Liverpool have finally spent big on a couple of attacking players to make up for the creative and finishing prowess of the formidable Luis Suárez. Adam Lallana and Mario Balotelli were earmarked as the pair last season, but form and fitness among other issues limited the impact they could make. They first pair may not have been exactly cheap, but the deals for the second pair could cost the club £20 million more than Lallana and Balotelli. While Balotelli is essentially free to leave the club, Lallana can look forward to making a bigger impact in his second season at Anfield. Last summer Roberto Firmino was reported to be the alternative to Adam Lallana, but now Liverpool have both to presumably join Philippe Coutinho in supplying the club's latest signing: Christian Benteke.
Here's the problem. If Daniel Sturridge is fit and doing Daniel Sturridge things, it is easy to see how the attacking midfield and wide forward pieces fit around him. It's not so clear with Christian Benteke, a striker who possesses dangerous and effective gifts. He hasn't quite captured the imagination of the Liverpool fanbase like Roberto Firmino, something that club legend Jamie Carragher addressed, but there are legitimate reasons that extend beyond the former Liverpool defender's assessment. Firmino combines with the existing squad's strengths in terms of movement and playing style while enabling a potential return to greater intensity and urgency in pressing up the pitch. Then there's the fact that Liverpool at their best under Rodgers have been more direct anyway. Still, can Benteke fit in? Brendan Rodgers thinks so and expressed his confidence in the former Aston Villa striker's suitability after Liverpool ended their pre-season tour with a draw.

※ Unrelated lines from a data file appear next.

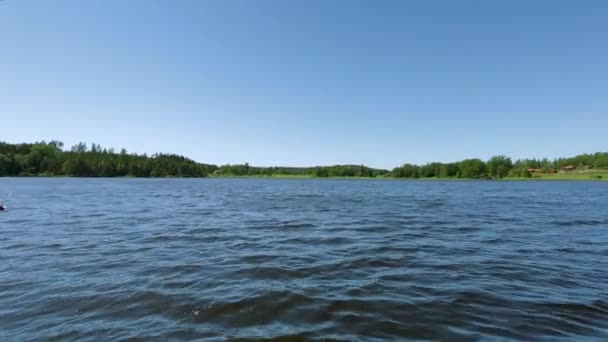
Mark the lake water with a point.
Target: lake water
(290, 260)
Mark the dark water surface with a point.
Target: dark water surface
(216, 259)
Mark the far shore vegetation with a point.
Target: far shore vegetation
(50, 159)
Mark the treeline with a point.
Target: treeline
(318, 171)
(49, 159)
(500, 167)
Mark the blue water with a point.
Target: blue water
(291, 260)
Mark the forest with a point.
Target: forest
(51, 159)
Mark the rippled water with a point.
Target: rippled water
(215, 259)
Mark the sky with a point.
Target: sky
(302, 83)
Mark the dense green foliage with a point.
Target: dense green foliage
(319, 171)
(500, 167)
(49, 159)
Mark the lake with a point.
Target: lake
(290, 260)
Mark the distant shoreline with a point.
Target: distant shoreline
(50, 159)
(566, 177)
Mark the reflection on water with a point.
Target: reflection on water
(110, 259)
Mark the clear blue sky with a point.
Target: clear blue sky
(308, 82)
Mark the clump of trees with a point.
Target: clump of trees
(49, 159)
(318, 171)
(498, 167)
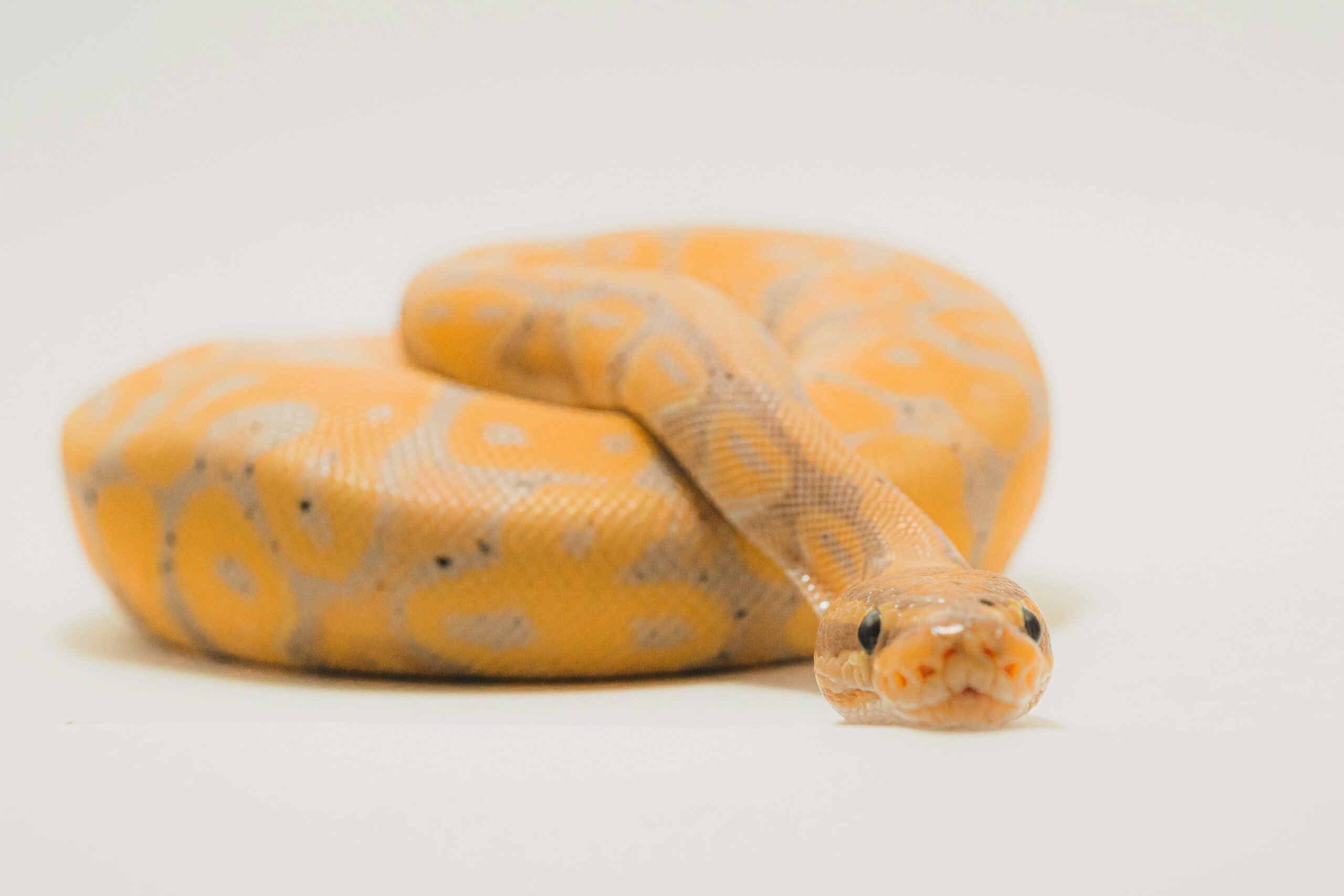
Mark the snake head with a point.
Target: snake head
(933, 649)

There's a number of qualities that he has and he will only improve in his time at the club. I think first and foremost his goals, if you look at his goals record since the time that he's been in the Premier League he's up there with the best in terms of numbers. So that was very important for us. Obviously I've heard and I've seen stuff about the style, 'he won't fit the style of how we play' - I think he'll only complement it and help us. He's a big guy but he's got the attributes that I like in terms of pace and movement and he gets goals, he gets all types of goals. He's great in the air, strong, he can hold the game up, he can play on the counter-attack, he can play whenever the team is deep because he can hold the ball up with his physical strength. As I said, he's a boy that still is improving in his game so I don't think there's any doubt he'll fit our tactical idea of the game and he can be a huge player for us.

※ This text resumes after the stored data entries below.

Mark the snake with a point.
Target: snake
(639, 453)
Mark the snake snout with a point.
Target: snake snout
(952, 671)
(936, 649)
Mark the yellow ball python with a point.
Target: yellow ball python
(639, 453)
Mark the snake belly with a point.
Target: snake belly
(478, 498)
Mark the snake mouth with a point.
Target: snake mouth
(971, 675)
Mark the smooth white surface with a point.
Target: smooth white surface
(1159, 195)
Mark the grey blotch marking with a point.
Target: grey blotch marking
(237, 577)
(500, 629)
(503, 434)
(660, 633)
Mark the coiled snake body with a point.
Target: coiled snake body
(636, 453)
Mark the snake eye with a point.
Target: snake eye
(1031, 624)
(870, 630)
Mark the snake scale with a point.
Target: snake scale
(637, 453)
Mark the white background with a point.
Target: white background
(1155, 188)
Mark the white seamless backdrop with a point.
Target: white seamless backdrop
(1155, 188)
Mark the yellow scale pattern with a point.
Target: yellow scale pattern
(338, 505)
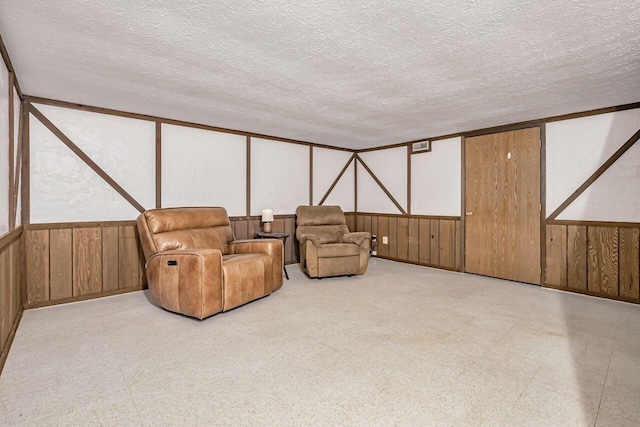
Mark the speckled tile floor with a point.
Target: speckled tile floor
(402, 345)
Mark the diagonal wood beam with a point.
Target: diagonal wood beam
(375, 178)
(602, 169)
(97, 169)
(335, 182)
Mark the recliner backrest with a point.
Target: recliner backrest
(326, 222)
(185, 228)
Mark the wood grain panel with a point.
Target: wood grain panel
(403, 238)
(383, 230)
(556, 273)
(61, 274)
(393, 237)
(87, 261)
(424, 241)
(602, 260)
(447, 243)
(502, 194)
(110, 259)
(435, 241)
(630, 263)
(414, 239)
(576, 257)
(129, 275)
(10, 292)
(37, 252)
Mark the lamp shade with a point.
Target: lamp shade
(267, 215)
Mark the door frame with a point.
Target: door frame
(543, 189)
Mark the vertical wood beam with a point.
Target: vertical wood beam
(543, 202)
(311, 175)
(355, 183)
(25, 170)
(12, 189)
(409, 148)
(463, 203)
(248, 177)
(158, 165)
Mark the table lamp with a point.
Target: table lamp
(267, 218)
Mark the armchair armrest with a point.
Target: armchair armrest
(358, 237)
(187, 281)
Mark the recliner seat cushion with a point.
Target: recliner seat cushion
(335, 250)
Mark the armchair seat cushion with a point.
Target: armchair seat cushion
(335, 250)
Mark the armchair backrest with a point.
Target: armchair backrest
(184, 228)
(325, 222)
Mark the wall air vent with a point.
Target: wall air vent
(421, 146)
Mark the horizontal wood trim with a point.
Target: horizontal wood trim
(88, 224)
(513, 126)
(12, 334)
(82, 298)
(594, 223)
(591, 294)
(411, 215)
(439, 267)
(10, 237)
(65, 104)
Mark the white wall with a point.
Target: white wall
(64, 188)
(327, 165)
(390, 167)
(436, 181)
(203, 168)
(4, 150)
(279, 176)
(576, 148)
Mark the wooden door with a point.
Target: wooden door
(502, 203)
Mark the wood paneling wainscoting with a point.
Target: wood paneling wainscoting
(594, 258)
(10, 289)
(433, 241)
(74, 261)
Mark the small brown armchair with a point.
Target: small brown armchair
(327, 248)
(196, 267)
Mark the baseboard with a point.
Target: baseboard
(12, 334)
(82, 298)
(592, 294)
(422, 264)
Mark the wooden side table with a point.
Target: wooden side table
(279, 236)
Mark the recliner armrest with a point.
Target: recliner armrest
(272, 247)
(357, 237)
(310, 237)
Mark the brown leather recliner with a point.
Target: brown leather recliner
(195, 267)
(327, 248)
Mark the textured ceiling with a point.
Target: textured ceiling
(356, 74)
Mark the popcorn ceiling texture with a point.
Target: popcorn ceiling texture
(355, 74)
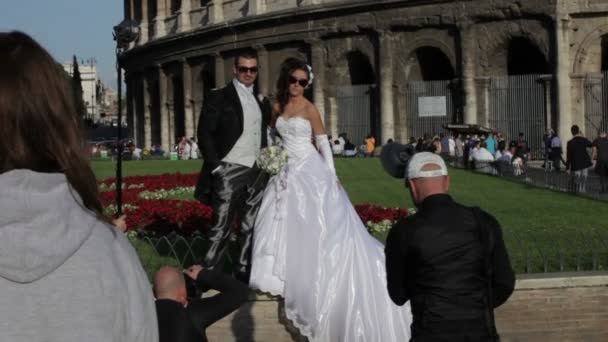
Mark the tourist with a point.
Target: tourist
(194, 150)
(452, 298)
(483, 159)
(600, 155)
(66, 274)
(337, 148)
(370, 143)
(184, 320)
(578, 161)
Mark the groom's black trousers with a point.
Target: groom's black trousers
(236, 195)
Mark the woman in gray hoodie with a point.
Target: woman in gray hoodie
(65, 273)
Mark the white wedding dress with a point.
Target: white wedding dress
(311, 248)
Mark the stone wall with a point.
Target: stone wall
(561, 307)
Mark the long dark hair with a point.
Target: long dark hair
(40, 129)
(287, 68)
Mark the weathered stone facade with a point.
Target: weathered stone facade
(557, 307)
(187, 47)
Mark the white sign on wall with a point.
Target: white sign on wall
(432, 106)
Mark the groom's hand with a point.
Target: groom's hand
(193, 271)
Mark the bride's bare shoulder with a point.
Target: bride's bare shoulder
(276, 108)
(311, 110)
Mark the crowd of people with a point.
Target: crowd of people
(343, 147)
(69, 274)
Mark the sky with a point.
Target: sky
(68, 27)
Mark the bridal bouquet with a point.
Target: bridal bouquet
(272, 159)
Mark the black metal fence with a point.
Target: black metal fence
(534, 250)
(557, 180)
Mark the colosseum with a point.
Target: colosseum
(392, 68)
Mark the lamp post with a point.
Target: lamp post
(124, 33)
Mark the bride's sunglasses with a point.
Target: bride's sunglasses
(244, 69)
(302, 82)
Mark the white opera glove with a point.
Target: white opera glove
(323, 146)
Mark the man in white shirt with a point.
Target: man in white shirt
(232, 129)
(483, 159)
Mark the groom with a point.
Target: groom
(232, 130)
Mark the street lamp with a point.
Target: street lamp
(124, 33)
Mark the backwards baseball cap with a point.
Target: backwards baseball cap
(419, 160)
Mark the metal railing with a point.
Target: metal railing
(535, 250)
(557, 180)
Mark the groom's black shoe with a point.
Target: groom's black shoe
(242, 275)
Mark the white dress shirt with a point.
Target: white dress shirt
(247, 147)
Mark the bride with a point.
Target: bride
(310, 246)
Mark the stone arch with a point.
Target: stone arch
(179, 113)
(151, 9)
(517, 55)
(175, 6)
(428, 46)
(428, 63)
(360, 68)
(137, 10)
(356, 94)
(496, 38)
(590, 55)
(343, 48)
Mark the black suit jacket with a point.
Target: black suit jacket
(436, 259)
(577, 157)
(219, 127)
(179, 324)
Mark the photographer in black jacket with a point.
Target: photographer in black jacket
(183, 319)
(448, 260)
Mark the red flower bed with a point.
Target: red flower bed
(163, 216)
(376, 213)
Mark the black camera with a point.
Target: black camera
(395, 157)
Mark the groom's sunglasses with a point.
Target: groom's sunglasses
(302, 82)
(242, 70)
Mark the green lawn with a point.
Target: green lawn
(517, 206)
(541, 227)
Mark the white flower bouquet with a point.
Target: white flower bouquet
(272, 159)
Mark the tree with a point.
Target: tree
(77, 89)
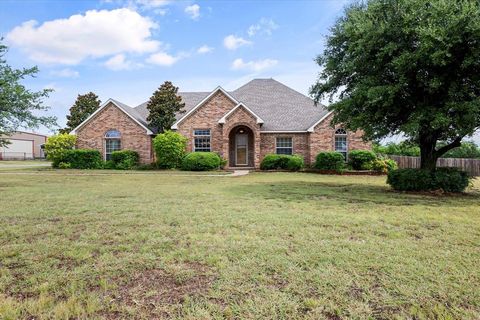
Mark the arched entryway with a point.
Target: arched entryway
(241, 149)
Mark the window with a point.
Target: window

Brendan Rodgers, in the fine tradition of managerial vigilance and paranoia, keeps tabs on what's being said and written about the club -- and so he should! In the pre-season tour, Liverpool seem to have adopted an approach where the aim is to press high up the pitch for the first 20 to 30 minutes before dropping off somewhat. Sound familiar? If this is the case, perhaps Benteke can help apply and relieve pressure in both phases. His robust playing style and appetite for moving into goalscoring positions will hopefully result in goals, while having a player who can win the ball in the air or battle for it on the ground provides an outlet for a team that may sit a little deeper at times. Mere conjecture at this stage, but Rodgers has been reportedly interested in the 24-year-old for quite some time so a plan for the player's integration and utilisation is to be expected as well as demanded.

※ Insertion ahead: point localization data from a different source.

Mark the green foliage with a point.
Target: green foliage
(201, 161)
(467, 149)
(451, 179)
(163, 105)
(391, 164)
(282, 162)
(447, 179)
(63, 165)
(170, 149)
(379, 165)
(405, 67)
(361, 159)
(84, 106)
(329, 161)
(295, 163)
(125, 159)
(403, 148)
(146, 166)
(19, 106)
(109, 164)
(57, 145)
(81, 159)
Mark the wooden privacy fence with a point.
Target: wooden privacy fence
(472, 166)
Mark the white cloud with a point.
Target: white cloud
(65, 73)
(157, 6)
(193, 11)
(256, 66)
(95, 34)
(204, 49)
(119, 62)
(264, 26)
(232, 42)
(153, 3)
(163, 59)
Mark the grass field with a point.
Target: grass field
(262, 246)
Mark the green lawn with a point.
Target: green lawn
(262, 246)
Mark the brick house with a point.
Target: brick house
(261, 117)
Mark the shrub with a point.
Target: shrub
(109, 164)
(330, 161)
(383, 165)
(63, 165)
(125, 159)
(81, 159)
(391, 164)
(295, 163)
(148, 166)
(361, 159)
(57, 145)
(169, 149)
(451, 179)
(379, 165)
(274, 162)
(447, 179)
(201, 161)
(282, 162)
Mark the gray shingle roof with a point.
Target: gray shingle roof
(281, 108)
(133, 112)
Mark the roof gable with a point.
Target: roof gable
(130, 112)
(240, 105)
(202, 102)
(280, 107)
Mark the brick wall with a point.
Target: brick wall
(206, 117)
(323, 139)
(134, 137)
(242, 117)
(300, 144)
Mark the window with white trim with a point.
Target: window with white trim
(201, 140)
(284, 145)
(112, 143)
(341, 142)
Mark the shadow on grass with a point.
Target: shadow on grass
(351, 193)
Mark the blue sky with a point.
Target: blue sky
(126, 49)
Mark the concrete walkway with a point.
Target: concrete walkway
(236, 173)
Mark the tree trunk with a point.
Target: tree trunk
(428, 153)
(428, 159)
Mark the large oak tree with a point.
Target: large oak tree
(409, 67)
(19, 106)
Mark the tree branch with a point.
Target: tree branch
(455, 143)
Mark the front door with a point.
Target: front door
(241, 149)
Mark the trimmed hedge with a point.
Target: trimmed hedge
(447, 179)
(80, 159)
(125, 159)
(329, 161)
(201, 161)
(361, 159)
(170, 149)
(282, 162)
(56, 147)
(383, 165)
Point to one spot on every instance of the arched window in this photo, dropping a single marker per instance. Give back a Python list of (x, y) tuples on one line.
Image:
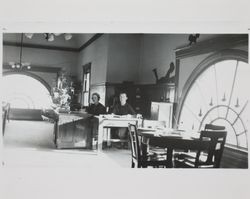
[(23, 91), (217, 93)]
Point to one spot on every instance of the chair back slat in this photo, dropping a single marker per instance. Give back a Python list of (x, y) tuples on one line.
[(214, 127), (217, 139), (135, 147), (154, 124)]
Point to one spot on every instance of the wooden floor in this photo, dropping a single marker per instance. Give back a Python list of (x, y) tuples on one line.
[(30, 143)]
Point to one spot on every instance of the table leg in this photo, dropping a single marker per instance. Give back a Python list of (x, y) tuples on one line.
[(169, 157), (100, 137)]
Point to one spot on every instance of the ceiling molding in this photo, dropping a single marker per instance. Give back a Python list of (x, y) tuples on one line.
[(46, 47), (90, 41)]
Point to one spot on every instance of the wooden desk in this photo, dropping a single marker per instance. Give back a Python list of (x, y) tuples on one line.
[(183, 141), (109, 121)]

There's no doubt that this is an excellent opportunity for Rodgers to truly have his team free from purported transfer committee "meddling". Rodgers described the owners as "very supportive" during his tenure so this naturally places even more responsibility on the manager's shoulders in what looks to be a crucial fourth season at the club. On the other hand, Benteke and Rodgers can rise together in 2015/16. If Benteke continues to score goals like he did in the last few months of last season, both the club and the manager might be able to wrestle free from the afflictions of last season's disappointing campaign. For Benteke, he'd be entering his mid-twenties as another prolific Liverpool striker. History has shown that attaining such a status brings virtually unmatched respect and adulation for those who can prove themselves worthy.